I do not like cards. I know; it’s weird. So I opened the card up and kind of glanced at the front and read the front. Within seconds, I already had forgotten what it said. Inside the first two words said, “Hi Dad….“. Nothing was registering in my head at the moment. I sort of surveyed part of the written note and only remember seeing the words “I’m”, “healthy” and “love…”. Still I couldn’t comprehend what was going on. There was a little slip of paper inside the card taped up. I pulled it out, ripped the tape off and opened it up.
I see a pink videogame controller.

(pause)
I look back at the card
(pause)
While sitting there, I turned to my girlfriend and saw tears in her eyes and she said, “It’s a girl and she’s perfectly healthy.”
Literally no less than a second goes by and tears were just pouring down my face. I tried everything I could to stop it but nothing worked. It was like someone hit a fire hydrant with their car and it burst open.
I gave her a hug and could just feel the flow of tears running down my face. It was hard to describe. It was tears of joy; tears of relief; tears of happiness. Once I was able to compose myself and blame it on allergies, we just sat there in silence. I really can’t recall the last time I’ve cried….. like really had a good cry of complete happiness. It was the first time I cried around my girlfriend so I didn’t know what to do but blame it on the weather and pollen. She wasn’t buying my B.S.
It’s a girl and she’s perfectly healthy.
For those that know me, it’s no secret I’m incredibly close with two girls in my family who are both eight now. From about the time they were 3 years old until now, we’ve been a big trio road tripping, dining around the city, rooting on the Shockers, going to zoos, museums, play areas, you name it.
For most of my life, I always said that I wanted to have a boy. But after the relationship I’ve built with those girls, I think all that changed. From the moment I found out I was going to be a father, deep down I did want a girl.
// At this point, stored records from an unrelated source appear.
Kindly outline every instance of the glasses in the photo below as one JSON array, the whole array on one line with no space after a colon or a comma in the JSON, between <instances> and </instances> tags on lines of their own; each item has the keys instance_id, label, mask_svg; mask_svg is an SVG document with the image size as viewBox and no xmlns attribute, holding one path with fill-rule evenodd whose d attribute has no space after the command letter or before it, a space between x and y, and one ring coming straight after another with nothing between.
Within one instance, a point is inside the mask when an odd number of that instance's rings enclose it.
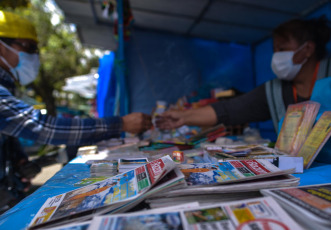
<instances>
[{"instance_id":1,"label":"glasses","mask_svg":"<svg viewBox=\"0 0 331 230\"><path fill-rule=\"evenodd\" d=\"M37 53L39 54L39 48L37 44L33 44L30 42L19 42L19 41L13 41L12 43L19 45L22 47L27 53L34 54Z\"/></svg>"}]
</instances>

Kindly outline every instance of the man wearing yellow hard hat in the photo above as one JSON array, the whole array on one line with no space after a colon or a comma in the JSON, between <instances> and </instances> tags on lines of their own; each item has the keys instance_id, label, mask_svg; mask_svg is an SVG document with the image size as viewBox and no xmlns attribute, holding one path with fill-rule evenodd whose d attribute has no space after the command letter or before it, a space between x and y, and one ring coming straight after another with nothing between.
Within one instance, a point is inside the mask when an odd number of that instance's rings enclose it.
<instances>
[{"instance_id":1,"label":"man wearing yellow hard hat","mask_svg":"<svg viewBox=\"0 0 331 230\"><path fill-rule=\"evenodd\" d=\"M38 74L37 43L36 29L32 23L16 14L0 11L0 196L5 194L8 202L13 197L6 190L6 161L7 164L8 161L12 163L13 175L18 175L21 181L39 171L23 157L16 138L42 144L90 145L118 137L122 131L140 133L152 125L150 116L142 113L104 119L51 117L42 115L39 110L17 99L14 96L15 84L26 85ZM0 200L0 212L8 202L6 199Z\"/></svg>"}]
</instances>

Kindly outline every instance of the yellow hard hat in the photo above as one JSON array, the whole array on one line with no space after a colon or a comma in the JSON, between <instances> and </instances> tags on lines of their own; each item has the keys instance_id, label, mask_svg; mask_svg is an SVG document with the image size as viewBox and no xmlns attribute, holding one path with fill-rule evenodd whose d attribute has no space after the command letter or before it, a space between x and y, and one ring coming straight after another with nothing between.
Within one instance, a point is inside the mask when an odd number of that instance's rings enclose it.
<instances>
[{"instance_id":1,"label":"yellow hard hat","mask_svg":"<svg viewBox=\"0 0 331 230\"><path fill-rule=\"evenodd\" d=\"M34 25L16 14L0 10L0 37L32 39L38 42Z\"/></svg>"}]
</instances>

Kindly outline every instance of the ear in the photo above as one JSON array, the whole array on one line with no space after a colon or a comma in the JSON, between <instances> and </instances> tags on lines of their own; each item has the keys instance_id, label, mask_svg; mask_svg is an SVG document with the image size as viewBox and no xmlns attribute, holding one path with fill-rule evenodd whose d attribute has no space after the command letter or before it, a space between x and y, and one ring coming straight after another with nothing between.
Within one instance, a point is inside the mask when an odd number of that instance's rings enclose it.
<instances>
[{"instance_id":1,"label":"ear","mask_svg":"<svg viewBox=\"0 0 331 230\"><path fill-rule=\"evenodd\" d=\"M316 49L316 44L313 41L307 41L306 44L306 58L310 58L312 55L314 55Z\"/></svg>"}]
</instances>

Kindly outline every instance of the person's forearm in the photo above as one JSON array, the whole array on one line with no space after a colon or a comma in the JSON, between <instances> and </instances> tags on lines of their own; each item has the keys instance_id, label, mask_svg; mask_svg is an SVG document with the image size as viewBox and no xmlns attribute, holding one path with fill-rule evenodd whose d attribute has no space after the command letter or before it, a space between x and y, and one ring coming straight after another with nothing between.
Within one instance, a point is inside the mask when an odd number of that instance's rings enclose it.
<instances>
[{"instance_id":1,"label":"person's forearm","mask_svg":"<svg viewBox=\"0 0 331 230\"><path fill-rule=\"evenodd\" d=\"M211 126L217 124L217 116L211 106L190 109L184 112L184 124L189 126Z\"/></svg>"}]
</instances>

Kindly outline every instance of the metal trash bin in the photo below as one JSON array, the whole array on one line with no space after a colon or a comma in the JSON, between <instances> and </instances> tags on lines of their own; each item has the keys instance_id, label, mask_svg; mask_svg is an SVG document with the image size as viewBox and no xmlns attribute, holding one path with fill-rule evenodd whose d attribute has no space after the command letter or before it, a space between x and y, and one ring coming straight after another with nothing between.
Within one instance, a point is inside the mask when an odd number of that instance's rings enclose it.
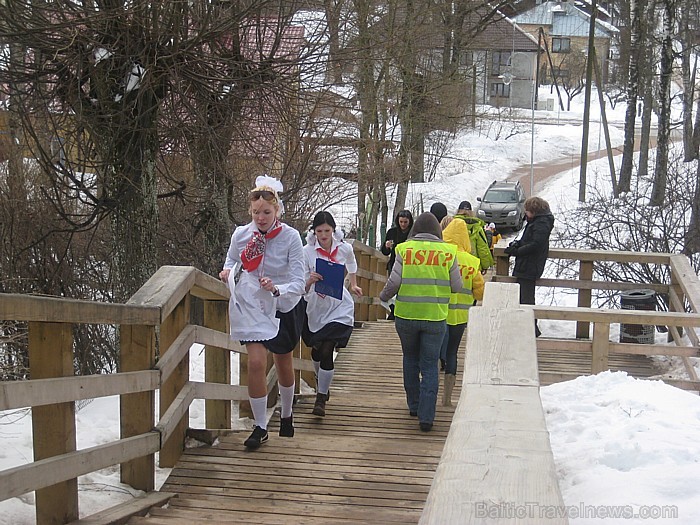
<instances>
[{"instance_id":1,"label":"metal trash bin","mask_svg":"<svg viewBox=\"0 0 700 525\"><path fill-rule=\"evenodd\" d=\"M620 307L623 310L656 310L654 290L630 290L620 294ZM654 344L654 325L620 323L621 343Z\"/></svg>"}]
</instances>

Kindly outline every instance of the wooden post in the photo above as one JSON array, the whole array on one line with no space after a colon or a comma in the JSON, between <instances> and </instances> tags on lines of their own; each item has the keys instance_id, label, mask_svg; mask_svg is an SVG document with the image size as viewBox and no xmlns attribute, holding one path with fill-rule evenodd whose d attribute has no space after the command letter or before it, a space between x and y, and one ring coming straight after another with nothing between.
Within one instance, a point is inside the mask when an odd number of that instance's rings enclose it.
<instances>
[{"instance_id":1,"label":"wooden post","mask_svg":"<svg viewBox=\"0 0 700 525\"><path fill-rule=\"evenodd\" d=\"M167 353L170 345L175 341L180 332L185 328L190 320L190 295L186 294L180 303L173 309L172 313L163 320L160 325L160 352L161 356ZM180 364L173 374L160 387L160 414L170 407L170 404L177 397L190 377L190 355L182 358ZM189 410L185 412L182 419L173 432L173 435L160 449L159 464L161 467L174 467L177 460L185 448L185 436L189 424Z\"/></svg>"},{"instance_id":2,"label":"wooden post","mask_svg":"<svg viewBox=\"0 0 700 525\"><path fill-rule=\"evenodd\" d=\"M593 325L593 355L591 357L591 373L597 374L609 369L608 354L610 353L610 323L595 323Z\"/></svg>"},{"instance_id":3,"label":"wooden post","mask_svg":"<svg viewBox=\"0 0 700 525\"><path fill-rule=\"evenodd\" d=\"M301 351L299 357L311 361L311 347L306 346L306 344L304 344L304 341L302 341L300 350ZM313 388L317 388L318 386L316 384L316 374L314 374L310 370L297 370L297 389L301 385L301 381L299 381L299 379L303 379L307 385L312 386Z\"/></svg>"},{"instance_id":4,"label":"wooden post","mask_svg":"<svg viewBox=\"0 0 700 525\"><path fill-rule=\"evenodd\" d=\"M204 326L228 333L228 301L204 301ZM228 350L204 347L204 380L207 383L231 384L231 353ZM207 428L231 428L231 401L204 401Z\"/></svg>"},{"instance_id":5,"label":"wooden post","mask_svg":"<svg viewBox=\"0 0 700 525\"><path fill-rule=\"evenodd\" d=\"M370 271L373 274L378 274L381 270L381 261L377 257L371 257L370 258ZM376 279L372 278L369 281L369 286L367 287L368 290L363 290L364 295L366 297L369 297L371 300L374 300L375 297L379 297L379 292L382 291L383 286L381 286L382 283L377 281ZM382 308L378 304L374 304L374 302L369 306L369 320L370 321L376 321L380 317L380 312L379 309Z\"/></svg>"},{"instance_id":6,"label":"wooden post","mask_svg":"<svg viewBox=\"0 0 700 525\"><path fill-rule=\"evenodd\" d=\"M503 277L508 277L509 269L509 257L506 256L496 256L496 275L502 275Z\"/></svg>"},{"instance_id":7,"label":"wooden post","mask_svg":"<svg viewBox=\"0 0 700 525\"><path fill-rule=\"evenodd\" d=\"M248 385L248 354L238 354L238 384L241 386ZM253 417L250 401L239 401L238 417Z\"/></svg>"},{"instance_id":8,"label":"wooden post","mask_svg":"<svg viewBox=\"0 0 700 525\"><path fill-rule=\"evenodd\" d=\"M361 253L358 258L358 266L362 268L363 270L367 272L372 271L372 256ZM370 280L367 279L366 277L363 277L360 279L362 284L360 285L361 288L367 288L368 290L370 289ZM356 320L359 321L369 321L369 303L367 302L362 302L360 303L360 315L359 319L356 318Z\"/></svg>"},{"instance_id":9,"label":"wooden post","mask_svg":"<svg viewBox=\"0 0 700 525\"><path fill-rule=\"evenodd\" d=\"M73 375L73 327L68 323L29 323L31 379ZM75 403L32 407L34 461L76 450ZM36 491L36 522L68 523L79 518L78 480Z\"/></svg>"},{"instance_id":10,"label":"wooden post","mask_svg":"<svg viewBox=\"0 0 700 525\"><path fill-rule=\"evenodd\" d=\"M150 370L156 362L155 326L122 325L119 333L119 371ZM122 439L144 434L155 425L156 396L153 390L119 396L119 425ZM155 489L155 454L122 463L121 482L135 489Z\"/></svg>"},{"instance_id":11,"label":"wooden post","mask_svg":"<svg viewBox=\"0 0 700 525\"><path fill-rule=\"evenodd\" d=\"M579 261L579 271L578 271L579 281L592 281L593 280L593 261ZM591 297L592 290L589 288L584 290L583 288L578 291L578 307L579 308L590 308L591 307ZM576 339L588 339L590 337L591 325L585 321L579 321L576 323Z\"/></svg>"},{"instance_id":12,"label":"wooden post","mask_svg":"<svg viewBox=\"0 0 700 525\"><path fill-rule=\"evenodd\" d=\"M294 347L294 350L292 350L292 355L298 355L299 354L299 341L297 341L297 345ZM272 370L272 367L275 366L275 360L272 357L272 353L268 352L267 353L267 366L265 367L265 377L267 378L270 370ZM277 383L272 386L272 389L267 393L267 408L272 408L277 404L277 398L279 397L279 389L277 388Z\"/></svg>"}]
</instances>

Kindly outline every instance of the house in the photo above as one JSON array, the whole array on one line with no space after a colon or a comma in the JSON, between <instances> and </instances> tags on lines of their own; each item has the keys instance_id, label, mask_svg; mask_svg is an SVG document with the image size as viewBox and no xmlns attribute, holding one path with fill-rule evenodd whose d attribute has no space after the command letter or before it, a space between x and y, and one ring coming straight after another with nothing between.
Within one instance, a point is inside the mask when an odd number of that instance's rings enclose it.
<instances>
[{"instance_id":1,"label":"house","mask_svg":"<svg viewBox=\"0 0 700 525\"><path fill-rule=\"evenodd\" d=\"M588 6L588 9L579 7ZM548 56L540 65L540 83L567 84L585 76L590 31L590 5L574 0L537 0L535 6L515 16L515 22L534 38L544 38ZM616 55L610 23L596 17L594 45L603 82L608 63Z\"/></svg>"},{"instance_id":2,"label":"house","mask_svg":"<svg viewBox=\"0 0 700 525\"><path fill-rule=\"evenodd\" d=\"M537 38L507 17L475 34L461 69L474 84L476 103L536 108L539 49Z\"/></svg>"}]
</instances>

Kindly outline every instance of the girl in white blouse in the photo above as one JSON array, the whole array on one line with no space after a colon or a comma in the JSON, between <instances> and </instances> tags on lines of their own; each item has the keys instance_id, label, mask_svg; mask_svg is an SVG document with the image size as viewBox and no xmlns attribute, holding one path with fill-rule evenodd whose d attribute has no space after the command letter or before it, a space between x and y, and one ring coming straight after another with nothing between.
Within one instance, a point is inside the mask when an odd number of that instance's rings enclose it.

…..and it came true. The girls were incredibly happy too that our wolfpack was growing.
The Future Is Bright
After my girlfriend left, I sat there and the news of the day sunk in. I was going to have a little princess of my own. I can’t lie and will own up to it, I probably cried or had my eyes water up probably four more times that day. Even writing this and reliving that day, I could feel my cheeks start to quiver.
All the tears shed led me to one sad truth. That protective and overly sensitive father is going to be me. Tears will be shed when she says her first words especially if its “Wichita State Shockers”. I’ll probably cry when she learns how to walk. Watching her walk into school on her first day will be a tearjerker. The first time we are playing cornhole and she sinks it in the hole will be a proud moment. I’ll definitely cry the first time she calls me dad and tells me she loves me. (Shit!!!! I’m starting to tear up again). I might just end up being like Phil Dunphy on the TV show Modern Family.
I’m doomed. The funny thing is, I’m not even a sensitive guy or one to show that side of me really ever. Emotions are something I very much try my best to keep internal but this girl seems to be pulling at my heartstrings with ease and we’ve never even formally met.
Emery
So please welcome Emery Maren.
The name had been chosen weeks in advance. While we discussed names, I wasn’t deadset on it but would have loved to have an E name to match mine. My girlfriend originally wanted Maren but after some debate, we went with Emery Maren.
If it was a boy, who knows what would have happened. I suggested the name Equinox but that was quickly thrown out the door.
So now that the cat’s out of the bag. I’m having a baby girl and still can’t believe it. All I know is Beyonce was right about one thing she sang.
“Who runs the world? Girls.”
Emery will run mine and I’m completely OK with that.